Prove subspace in $L^1(\mathbb{R})$ equal to $L^1(\mathbb{R})$

Question

Let $f(x)=\frac{1}{1+x^2}$ . Then linear closed subspace $V \subset L^1(\mathbb{R})$ including $\{f\}$ is $L^1(\mathbb{R})$.

I want to prove $C_0(\mathbb{R})\subset V$ because $C_0(\mathbb{R})$ is dense in $L^1(\mathbb{R})$.But I have no idea.

Answer 1

It suffices to prove that if $g$ is a square integrable function such that for all $t\in\mathbb R$, $\langle f_t,g\rangle=0$, then $g\equiv 0 $. Indeed, in this case, for all $f\in V $, $\langle f,g\rangle=0$ hence the orthogonal of $V$ would be reduced to the null function.

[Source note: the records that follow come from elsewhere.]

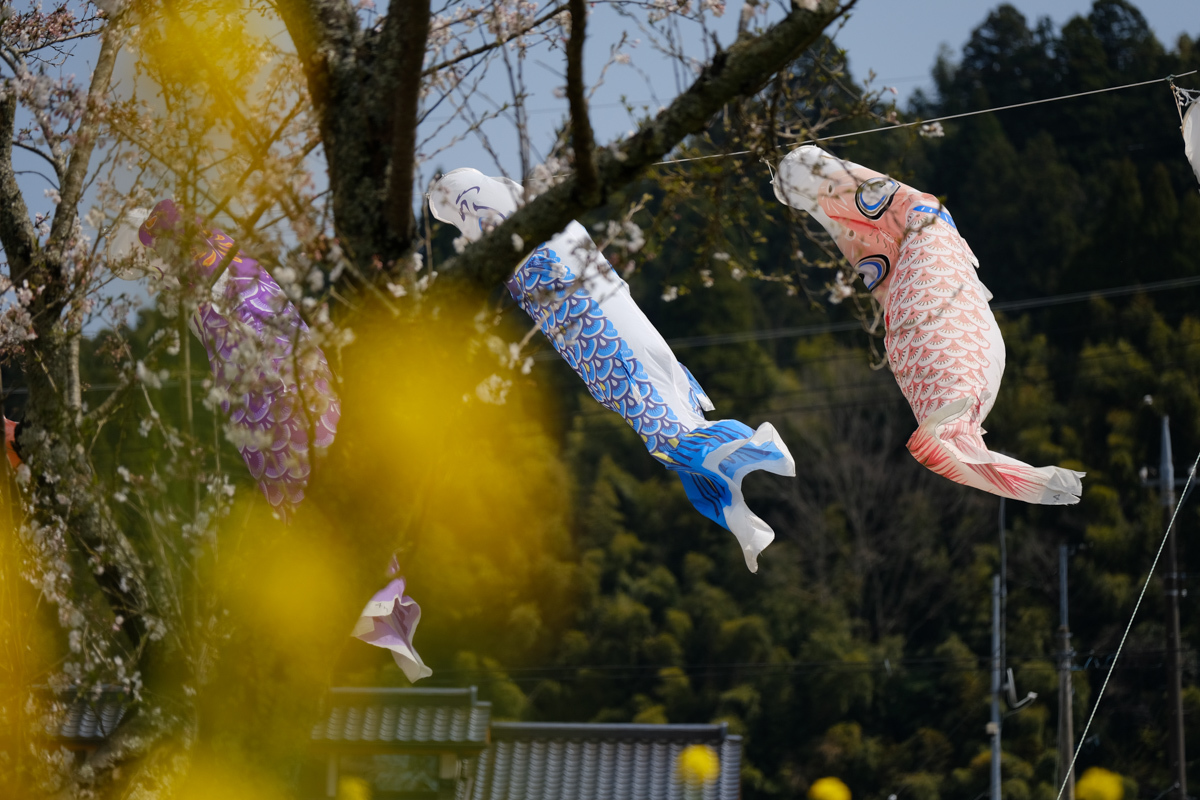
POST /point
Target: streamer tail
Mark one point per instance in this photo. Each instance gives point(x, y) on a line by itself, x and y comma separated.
point(951, 444)
point(713, 461)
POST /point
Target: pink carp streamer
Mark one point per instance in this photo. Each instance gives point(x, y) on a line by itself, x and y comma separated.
point(390, 621)
point(942, 341)
point(276, 383)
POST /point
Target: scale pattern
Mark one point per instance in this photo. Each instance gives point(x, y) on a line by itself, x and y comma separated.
point(549, 290)
point(941, 336)
point(942, 341)
point(261, 353)
point(577, 328)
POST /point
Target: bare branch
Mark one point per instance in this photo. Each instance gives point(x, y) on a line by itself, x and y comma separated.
point(58, 169)
point(501, 42)
point(738, 72)
point(582, 138)
point(16, 229)
point(85, 138)
point(406, 31)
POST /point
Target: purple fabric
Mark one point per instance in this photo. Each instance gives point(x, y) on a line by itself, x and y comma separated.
point(259, 352)
point(390, 621)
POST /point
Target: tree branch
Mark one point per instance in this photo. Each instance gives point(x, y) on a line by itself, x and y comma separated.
point(582, 139)
point(71, 188)
point(321, 30)
point(501, 42)
point(406, 31)
point(58, 169)
point(16, 229)
point(738, 72)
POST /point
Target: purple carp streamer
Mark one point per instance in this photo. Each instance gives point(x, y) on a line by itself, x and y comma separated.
point(585, 310)
point(273, 380)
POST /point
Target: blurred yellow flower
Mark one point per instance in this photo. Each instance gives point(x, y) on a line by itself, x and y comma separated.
point(1098, 783)
point(828, 788)
point(697, 765)
point(353, 788)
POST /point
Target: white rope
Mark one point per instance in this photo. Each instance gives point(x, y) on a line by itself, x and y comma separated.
point(941, 119)
point(1125, 636)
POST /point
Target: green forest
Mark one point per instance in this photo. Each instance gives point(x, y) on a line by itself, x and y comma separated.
point(861, 648)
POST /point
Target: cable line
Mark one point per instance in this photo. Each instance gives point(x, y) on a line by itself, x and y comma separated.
point(942, 119)
point(1083, 738)
point(737, 337)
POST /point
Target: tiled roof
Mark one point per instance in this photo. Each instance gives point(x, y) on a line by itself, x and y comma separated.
point(600, 762)
point(423, 717)
point(88, 720)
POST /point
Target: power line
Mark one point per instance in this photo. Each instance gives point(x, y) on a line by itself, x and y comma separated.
point(1125, 636)
point(943, 119)
point(737, 337)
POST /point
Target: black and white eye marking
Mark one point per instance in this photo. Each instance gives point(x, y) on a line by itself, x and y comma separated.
point(873, 270)
point(874, 196)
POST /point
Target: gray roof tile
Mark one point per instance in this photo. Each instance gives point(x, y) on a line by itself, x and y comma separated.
point(600, 762)
point(408, 716)
point(87, 719)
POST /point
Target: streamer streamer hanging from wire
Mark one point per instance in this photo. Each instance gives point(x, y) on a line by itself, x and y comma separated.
point(1187, 101)
point(1169, 79)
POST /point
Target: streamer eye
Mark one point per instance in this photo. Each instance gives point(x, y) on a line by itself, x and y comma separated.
point(873, 270)
point(874, 196)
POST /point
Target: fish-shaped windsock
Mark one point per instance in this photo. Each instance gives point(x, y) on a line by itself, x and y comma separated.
point(10, 443)
point(586, 311)
point(390, 621)
point(942, 341)
point(1188, 102)
point(281, 396)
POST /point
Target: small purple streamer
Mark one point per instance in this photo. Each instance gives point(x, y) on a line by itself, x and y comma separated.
point(262, 355)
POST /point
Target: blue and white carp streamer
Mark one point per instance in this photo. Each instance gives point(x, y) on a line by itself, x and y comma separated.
point(586, 311)
point(1188, 101)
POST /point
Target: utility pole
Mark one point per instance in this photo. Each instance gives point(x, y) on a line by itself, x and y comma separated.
point(994, 726)
point(1171, 585)
point(1066, 691)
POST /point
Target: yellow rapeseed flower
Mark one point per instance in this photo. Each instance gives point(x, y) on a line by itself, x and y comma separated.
point(353, 788)
point(828, 788)
point(697, 765)
point(1098, 783)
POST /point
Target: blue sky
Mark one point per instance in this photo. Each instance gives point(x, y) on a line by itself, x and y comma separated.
point(899, 41)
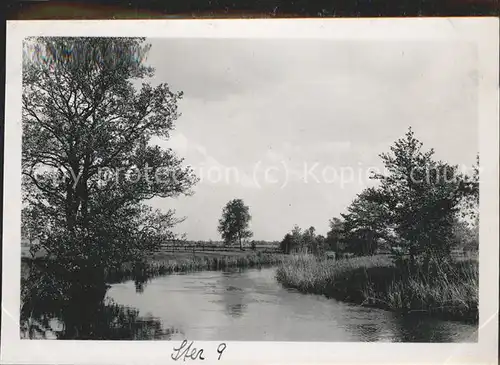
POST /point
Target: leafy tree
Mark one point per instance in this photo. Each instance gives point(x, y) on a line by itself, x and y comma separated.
point(422, 196)
point(234, 224)
point(87, 161)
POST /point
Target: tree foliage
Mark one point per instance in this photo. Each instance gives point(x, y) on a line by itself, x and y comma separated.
point(234, 223)
point(87, 161)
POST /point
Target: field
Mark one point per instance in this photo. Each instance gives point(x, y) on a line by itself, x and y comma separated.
point(449, 291)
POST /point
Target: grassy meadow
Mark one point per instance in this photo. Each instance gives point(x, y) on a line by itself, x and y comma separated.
point(449, 291)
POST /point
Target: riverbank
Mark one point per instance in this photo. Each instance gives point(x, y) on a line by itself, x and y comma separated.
point(449, 291)
point(163, 264)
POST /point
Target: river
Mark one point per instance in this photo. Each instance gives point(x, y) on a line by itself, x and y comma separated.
point(250, 305)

So let $g$ be square integrable function such that for all $t\in\mathbb R$, $\langle f_t,g\rangle=0$. Rewriting this in terms of convolution product, we have that $h_0\star g=0$, where $h_0\colon x\mapsto 1/(1+x^2)$. Taking the Fourier transform, we get that the Fourier transform of $g$ vanishes identically, hence so does $g$.